Former dealership wins new trial in “straw buyer” case
A former Chrysler-Jeep dealership has won a new trial in a South Carolina "straw buyer" case.
In a victory for Stivers Automotive of Lexington Inc., the South Carolina Supreme Court said the trial judge should have let a jury decide whether the store breached its dealer agreement with the South Carolina Federal Credit Union as alleged in the lender's lawsuit over a defaulted loan. Stivers gave up the franchises after the transaction involved in the case.
The credit union claims that a dealership salesman knew the creditworthy "owner" who signed the loan documents was the sister of the actual uncreditworthy buyer, who defaulted, thus violating the agreement under which Stivers assigned her contract.
The dealer agreement warranted that Stivers didn't "knowingly communicate" incorrect information to the lender and that the buyer "has legal capacity" to execute the contract.
According to the court, Hiram Riley wanted to buy a used 2006 Ford Taurus but didn't qualify for financing. The salesman recommended he get a co-signer, and Riley's sister agreed to do it. The salesman took the paperwork to her home for signature.
The salesman explained the documents, and the sister indicated she understood and signed them, but the court said that "the paperwork was drafted so she was the sole purchaser, not a co-signer."
Riley picked up the car with the understanding that he would make payments. He stopped making payments, however, after the lender learned the car was uninsured and obtained a "forced insurance policy," almost doubling Riley's monthly payments. Riley told the lender where to recover the car, and it was auctioned for less than half the sale price and below market value, the dealership alleged.
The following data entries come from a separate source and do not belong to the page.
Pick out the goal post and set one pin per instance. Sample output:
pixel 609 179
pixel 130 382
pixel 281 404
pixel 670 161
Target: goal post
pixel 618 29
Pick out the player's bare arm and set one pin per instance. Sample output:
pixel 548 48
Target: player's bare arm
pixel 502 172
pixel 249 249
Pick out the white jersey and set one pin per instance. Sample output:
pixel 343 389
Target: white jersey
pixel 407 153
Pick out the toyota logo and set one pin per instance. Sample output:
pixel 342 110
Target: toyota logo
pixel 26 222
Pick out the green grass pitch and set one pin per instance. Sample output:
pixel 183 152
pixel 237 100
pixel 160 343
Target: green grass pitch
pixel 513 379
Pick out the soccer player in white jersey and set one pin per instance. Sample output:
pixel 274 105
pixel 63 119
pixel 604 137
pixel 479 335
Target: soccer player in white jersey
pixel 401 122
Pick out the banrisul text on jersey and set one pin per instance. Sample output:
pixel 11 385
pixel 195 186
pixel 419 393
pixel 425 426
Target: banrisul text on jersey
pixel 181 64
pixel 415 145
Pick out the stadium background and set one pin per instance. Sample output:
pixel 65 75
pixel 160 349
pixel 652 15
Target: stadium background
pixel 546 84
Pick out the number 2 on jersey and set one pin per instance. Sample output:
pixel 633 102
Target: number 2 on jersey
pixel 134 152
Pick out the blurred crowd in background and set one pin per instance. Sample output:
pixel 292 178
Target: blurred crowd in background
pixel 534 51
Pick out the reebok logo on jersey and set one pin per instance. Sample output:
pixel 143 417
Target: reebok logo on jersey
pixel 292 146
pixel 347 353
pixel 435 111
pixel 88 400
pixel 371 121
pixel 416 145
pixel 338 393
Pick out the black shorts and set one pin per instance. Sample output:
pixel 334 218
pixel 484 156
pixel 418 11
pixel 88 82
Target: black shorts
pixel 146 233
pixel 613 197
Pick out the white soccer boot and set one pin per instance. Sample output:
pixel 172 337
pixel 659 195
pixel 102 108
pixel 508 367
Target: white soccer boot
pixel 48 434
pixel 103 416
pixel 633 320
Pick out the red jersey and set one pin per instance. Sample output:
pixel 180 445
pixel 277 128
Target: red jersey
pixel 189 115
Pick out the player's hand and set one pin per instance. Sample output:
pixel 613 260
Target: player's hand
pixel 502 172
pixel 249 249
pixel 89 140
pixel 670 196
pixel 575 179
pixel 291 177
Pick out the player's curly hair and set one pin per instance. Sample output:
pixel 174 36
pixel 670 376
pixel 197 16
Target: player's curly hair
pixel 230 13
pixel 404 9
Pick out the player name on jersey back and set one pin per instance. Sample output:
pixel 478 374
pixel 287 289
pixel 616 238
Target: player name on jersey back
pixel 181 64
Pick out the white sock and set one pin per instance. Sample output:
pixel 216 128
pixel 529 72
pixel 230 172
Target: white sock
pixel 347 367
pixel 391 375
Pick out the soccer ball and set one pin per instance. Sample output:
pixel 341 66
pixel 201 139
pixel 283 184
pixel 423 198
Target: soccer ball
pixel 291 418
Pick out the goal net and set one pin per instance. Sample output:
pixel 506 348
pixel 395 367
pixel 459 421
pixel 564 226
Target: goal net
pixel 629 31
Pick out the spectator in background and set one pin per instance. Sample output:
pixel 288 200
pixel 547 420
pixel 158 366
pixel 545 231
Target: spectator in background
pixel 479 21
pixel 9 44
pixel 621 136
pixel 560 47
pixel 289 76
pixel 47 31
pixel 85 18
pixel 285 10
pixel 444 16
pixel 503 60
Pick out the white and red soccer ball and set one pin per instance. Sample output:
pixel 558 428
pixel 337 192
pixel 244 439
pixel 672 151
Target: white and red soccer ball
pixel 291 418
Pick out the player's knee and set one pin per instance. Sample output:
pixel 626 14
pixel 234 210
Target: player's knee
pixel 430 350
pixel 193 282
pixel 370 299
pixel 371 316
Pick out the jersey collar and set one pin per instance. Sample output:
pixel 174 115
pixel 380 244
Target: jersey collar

The lender's suit against the sister for the unpaid balance was dismissed on the ground that she had dementia and was incompetent to sign contracts, court papers said. The lender then sued Stivers for the deficiency.
Stivers disputed the claim, arguing that the sister was competent and that the dealer agreement did not prohibit assigning contracts where a borrower intends a relative to use the vehicle.
At trial, the judge entered a directed verdict in favor of the lender and awarded $17,612 plus attorney fees. He found that the sister lacked mental capacity to contract, and thus Stivers breached its dealer agreement.
But the state Supreme Court found enough evidence for a jury to decide whether the sister had the capacity to sign. For example, she was still driving and was current on her home equity and credit card payments.
At a new trial, the jury should also decide whether Stivers violated any other warranties and whether the credit union's disposition of the car was commercially reasonable, the court said.
Stivers' lawyer, Greg Studemeyer of Columbia, said: "Some lenders believe their broadly drafted dealer agreements guarantee a stream of income when dealers assign retail installment agreements to them, and that in the event of default, they are free to repossess and dispose of the collateral as they see fit and ultimately hold the dealer responsible for any loss. This case stands for the proposition that lenders have the same obligation to dealers as they have to consumers to dispose of collateral in a commercially reasonable manner to minimize losses."
Credit union attorney Cynthia Lowery of Charleston said she cannot comment because the case remains in litigation.
Editor's note: An earlier version of this story included an incorrect byline.